Ryan – I heard of this a while ago but just was not that interested… I get so burnt out on war related books… but this is different and I think it will really touch you like it did me. I would love to read your thoughts on it.
This book looks amazing – but I don’t know if I can handle it. You wrote such a fabulous review that I feel I owe it to myself to give it a try but it might be one that I have to put in the freezer (I wrote a post about that this week… do you remember the Friend’s episode?).
Bonnie… LOL – yeah I remember the freezer episode in friends… I have actually looked for a clip on that before on you tube but found nothing.
I hope you do give it a try though it is an important read and remember it is told from a childs perspective so it is not real harsh.
I saw the movie and was so emotionally devastated by it I don’t think I could read the book!
My son and I just watched the movie tonight – second time for me, his first. I know I am a glutton for punishment. I wanted him to see it too.
i read this book not long ago this year and its stayed with me for so long! i loved the book and it made me cry!
I would recommend this book to anyone… it holds much power within it and I think it provides great discussion.
The Boy in the Striped Pajamas was so Shocking but good. Hope you enjoy all the new books Sheila.
Thanks Diane 🙂
For some reason, I have not yet bought and read this one, and I want to … even more now that I’ve read your review.
I am glad for that Julie – I think this is an important one. 🙂
I have read and reviewed this but do not think I would be able to stomach the film.
I cant say that I blame you… it is no more difficult than the book ending and they give you no more either…. but both are heart wrenching.
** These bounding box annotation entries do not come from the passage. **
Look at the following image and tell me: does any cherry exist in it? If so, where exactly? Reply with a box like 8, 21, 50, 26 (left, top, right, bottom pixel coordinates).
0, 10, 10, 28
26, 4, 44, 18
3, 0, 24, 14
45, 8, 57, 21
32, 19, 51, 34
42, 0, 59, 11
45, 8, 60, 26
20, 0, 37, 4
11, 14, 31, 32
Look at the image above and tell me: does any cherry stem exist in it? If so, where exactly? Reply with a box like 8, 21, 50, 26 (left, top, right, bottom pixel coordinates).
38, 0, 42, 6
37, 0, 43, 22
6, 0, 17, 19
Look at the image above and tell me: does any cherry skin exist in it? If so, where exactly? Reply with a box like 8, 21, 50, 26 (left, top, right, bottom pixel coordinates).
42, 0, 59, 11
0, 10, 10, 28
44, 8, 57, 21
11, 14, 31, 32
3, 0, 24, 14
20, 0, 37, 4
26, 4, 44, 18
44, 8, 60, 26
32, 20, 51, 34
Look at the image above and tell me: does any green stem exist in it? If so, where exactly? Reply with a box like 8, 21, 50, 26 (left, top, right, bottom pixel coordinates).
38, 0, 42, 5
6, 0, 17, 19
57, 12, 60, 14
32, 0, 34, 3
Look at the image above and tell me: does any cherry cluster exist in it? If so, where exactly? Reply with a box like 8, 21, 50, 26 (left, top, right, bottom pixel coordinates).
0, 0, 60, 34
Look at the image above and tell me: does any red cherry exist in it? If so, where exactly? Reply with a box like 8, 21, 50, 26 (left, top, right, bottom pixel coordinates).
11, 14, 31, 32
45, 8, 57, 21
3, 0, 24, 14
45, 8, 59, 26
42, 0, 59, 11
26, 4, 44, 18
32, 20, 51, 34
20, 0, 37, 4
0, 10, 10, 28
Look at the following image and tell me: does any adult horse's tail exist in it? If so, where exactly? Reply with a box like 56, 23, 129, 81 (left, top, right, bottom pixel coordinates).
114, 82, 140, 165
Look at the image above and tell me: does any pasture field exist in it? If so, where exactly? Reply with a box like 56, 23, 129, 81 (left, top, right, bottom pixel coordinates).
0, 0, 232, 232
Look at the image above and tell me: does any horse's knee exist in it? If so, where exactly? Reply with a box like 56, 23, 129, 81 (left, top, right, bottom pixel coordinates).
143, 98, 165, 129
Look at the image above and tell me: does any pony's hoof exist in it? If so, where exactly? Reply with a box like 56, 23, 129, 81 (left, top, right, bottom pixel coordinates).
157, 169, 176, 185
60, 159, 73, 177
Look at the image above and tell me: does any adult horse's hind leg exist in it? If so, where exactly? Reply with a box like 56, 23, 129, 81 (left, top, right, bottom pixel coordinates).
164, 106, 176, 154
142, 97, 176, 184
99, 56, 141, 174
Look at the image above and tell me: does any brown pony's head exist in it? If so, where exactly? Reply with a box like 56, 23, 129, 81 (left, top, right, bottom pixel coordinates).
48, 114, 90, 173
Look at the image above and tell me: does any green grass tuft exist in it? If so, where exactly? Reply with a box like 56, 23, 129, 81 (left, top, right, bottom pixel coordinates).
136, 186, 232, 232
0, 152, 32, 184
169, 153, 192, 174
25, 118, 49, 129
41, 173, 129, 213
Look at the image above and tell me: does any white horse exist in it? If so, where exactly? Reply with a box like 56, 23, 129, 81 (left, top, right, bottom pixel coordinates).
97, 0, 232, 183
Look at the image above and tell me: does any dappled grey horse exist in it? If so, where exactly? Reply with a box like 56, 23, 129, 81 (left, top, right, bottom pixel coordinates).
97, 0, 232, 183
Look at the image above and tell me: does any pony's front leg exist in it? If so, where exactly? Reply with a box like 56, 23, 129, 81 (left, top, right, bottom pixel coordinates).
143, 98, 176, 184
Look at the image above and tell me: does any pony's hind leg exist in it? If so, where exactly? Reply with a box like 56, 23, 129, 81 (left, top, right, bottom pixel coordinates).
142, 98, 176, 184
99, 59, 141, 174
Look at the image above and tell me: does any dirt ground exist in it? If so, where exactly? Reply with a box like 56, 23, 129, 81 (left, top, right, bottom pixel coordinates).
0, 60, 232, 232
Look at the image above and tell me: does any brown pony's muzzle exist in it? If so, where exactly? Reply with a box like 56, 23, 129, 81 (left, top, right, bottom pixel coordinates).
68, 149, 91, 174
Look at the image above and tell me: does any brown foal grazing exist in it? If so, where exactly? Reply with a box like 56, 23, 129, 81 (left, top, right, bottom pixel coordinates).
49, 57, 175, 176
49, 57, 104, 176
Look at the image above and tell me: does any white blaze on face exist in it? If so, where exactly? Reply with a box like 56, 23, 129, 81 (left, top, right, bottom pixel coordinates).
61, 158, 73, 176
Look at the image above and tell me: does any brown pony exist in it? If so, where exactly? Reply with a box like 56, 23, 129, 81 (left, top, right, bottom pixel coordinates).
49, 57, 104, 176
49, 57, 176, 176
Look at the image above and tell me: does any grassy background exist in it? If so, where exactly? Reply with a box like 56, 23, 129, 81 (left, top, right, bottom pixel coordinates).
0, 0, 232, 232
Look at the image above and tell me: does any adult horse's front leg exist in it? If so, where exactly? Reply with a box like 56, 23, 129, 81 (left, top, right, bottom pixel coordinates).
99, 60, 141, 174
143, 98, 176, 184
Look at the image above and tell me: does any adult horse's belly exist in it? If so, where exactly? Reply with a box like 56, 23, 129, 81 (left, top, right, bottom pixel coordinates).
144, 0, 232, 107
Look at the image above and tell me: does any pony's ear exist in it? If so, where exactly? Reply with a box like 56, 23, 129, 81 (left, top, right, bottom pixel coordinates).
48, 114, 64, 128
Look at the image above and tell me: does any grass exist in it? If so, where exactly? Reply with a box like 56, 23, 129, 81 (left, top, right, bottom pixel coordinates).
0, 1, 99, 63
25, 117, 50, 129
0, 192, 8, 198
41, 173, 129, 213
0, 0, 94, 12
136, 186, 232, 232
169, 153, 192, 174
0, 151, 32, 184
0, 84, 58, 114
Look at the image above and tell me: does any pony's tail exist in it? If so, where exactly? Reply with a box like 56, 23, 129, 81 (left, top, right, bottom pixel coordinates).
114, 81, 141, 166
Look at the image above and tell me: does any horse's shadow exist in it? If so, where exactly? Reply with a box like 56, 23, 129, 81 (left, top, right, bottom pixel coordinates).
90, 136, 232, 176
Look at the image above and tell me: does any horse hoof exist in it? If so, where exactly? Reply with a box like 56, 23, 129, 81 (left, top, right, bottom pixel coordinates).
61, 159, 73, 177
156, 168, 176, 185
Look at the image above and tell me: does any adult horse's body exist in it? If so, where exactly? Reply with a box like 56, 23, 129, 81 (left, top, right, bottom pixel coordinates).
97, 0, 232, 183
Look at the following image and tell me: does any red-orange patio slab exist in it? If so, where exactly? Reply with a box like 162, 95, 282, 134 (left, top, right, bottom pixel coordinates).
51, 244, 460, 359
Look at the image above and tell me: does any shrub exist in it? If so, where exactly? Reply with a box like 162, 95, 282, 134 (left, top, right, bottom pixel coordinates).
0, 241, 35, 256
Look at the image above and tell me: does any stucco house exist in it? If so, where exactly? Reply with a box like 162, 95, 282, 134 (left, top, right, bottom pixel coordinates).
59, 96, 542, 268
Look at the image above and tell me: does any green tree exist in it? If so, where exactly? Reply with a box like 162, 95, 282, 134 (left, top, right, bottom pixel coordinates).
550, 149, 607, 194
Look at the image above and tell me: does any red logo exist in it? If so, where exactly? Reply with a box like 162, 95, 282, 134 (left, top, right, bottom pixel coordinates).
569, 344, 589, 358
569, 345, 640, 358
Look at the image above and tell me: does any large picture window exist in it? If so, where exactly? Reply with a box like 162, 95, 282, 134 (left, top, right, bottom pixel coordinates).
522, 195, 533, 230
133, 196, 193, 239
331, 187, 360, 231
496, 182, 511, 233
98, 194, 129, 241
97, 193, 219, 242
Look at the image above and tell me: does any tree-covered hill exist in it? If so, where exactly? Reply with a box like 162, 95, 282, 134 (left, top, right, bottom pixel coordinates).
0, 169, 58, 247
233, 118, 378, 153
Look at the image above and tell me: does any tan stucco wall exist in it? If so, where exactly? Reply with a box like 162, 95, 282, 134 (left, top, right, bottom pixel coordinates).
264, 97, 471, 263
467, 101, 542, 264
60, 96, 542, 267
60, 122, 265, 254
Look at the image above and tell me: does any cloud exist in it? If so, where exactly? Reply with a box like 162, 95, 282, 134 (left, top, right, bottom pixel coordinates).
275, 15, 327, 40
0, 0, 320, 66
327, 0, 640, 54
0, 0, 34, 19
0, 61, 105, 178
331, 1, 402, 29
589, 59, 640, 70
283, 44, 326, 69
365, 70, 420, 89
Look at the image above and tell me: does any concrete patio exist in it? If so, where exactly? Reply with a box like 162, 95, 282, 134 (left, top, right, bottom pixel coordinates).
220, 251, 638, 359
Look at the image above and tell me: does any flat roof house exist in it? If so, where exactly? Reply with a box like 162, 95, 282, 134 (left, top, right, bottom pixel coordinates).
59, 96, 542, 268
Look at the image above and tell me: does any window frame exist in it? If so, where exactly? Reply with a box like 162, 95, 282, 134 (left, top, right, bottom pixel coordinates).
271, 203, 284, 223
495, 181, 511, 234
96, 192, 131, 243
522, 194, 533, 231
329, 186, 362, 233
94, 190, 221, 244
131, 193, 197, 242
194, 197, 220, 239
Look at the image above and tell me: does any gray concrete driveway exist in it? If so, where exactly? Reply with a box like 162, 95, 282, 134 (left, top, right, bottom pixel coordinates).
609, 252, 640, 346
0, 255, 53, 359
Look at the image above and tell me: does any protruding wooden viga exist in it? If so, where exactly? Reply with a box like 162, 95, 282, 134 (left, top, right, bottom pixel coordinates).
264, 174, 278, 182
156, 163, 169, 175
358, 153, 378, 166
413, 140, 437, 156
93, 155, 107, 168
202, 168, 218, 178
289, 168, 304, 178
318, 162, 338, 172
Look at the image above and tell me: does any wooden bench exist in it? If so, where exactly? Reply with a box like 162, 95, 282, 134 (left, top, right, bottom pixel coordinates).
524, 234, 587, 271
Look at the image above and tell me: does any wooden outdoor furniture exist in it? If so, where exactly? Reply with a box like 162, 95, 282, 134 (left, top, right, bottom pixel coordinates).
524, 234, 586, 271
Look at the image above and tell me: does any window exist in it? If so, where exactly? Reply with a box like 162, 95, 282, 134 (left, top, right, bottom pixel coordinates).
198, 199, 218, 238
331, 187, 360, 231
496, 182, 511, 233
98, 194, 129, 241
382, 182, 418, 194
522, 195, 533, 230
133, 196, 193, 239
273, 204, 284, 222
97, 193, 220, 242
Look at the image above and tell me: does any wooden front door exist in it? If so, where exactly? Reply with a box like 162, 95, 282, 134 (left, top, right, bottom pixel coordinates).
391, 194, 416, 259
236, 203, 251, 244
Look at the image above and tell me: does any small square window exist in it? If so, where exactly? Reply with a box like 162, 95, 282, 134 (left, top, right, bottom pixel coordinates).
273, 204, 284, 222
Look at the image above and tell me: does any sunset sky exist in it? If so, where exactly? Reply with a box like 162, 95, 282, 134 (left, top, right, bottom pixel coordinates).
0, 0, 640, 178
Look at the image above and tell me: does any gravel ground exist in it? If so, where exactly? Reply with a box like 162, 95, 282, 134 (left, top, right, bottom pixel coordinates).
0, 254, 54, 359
I have a similar story to yours on this book, Sheila. I’ve had the audio sitting on my shelf ever since it was released, however many years ago! Don’t know why I’ve never gotten to it, but your review has inspired me!
I haven’t seen the movie yet, either, but think I will listen to the book first.
Thanks for the great review and the inspiration!
Oh good Sue – I hope you find it as worthy of a read/listen as I did. 🙂
This was an amazing novel…I remember reading it one afternoon when I was home sick and just sitting there crying for about 10 or 15 minutes after I closed the book….sigh.
I can imagine Jo-Jo, I felt the same way.
I haven’t read the book, but the movie is over the top when it comes to emotions. I agree with you that I can’t believe how people can come to a point in their life to treat other living souls with so much hatred.
It blows me away Steve how time and time again in situation after situation we can do these like this… maybe not to this extreme…. but yeah, in some cases, yes – when you look at the news… yes… to this extreme.
I saw the movie and bawled at the end. I hope to read the book at some point, but I need more distance. I’ll link to your review on War Through the Generations.
Thanks Anna, your War Through The Generations linking always surprises me because I say I do not like reading about war.. yet I think this is the third time you have linked me….. 😛
I’ve been wanting to read this book for awhile and I have yet to see the movie!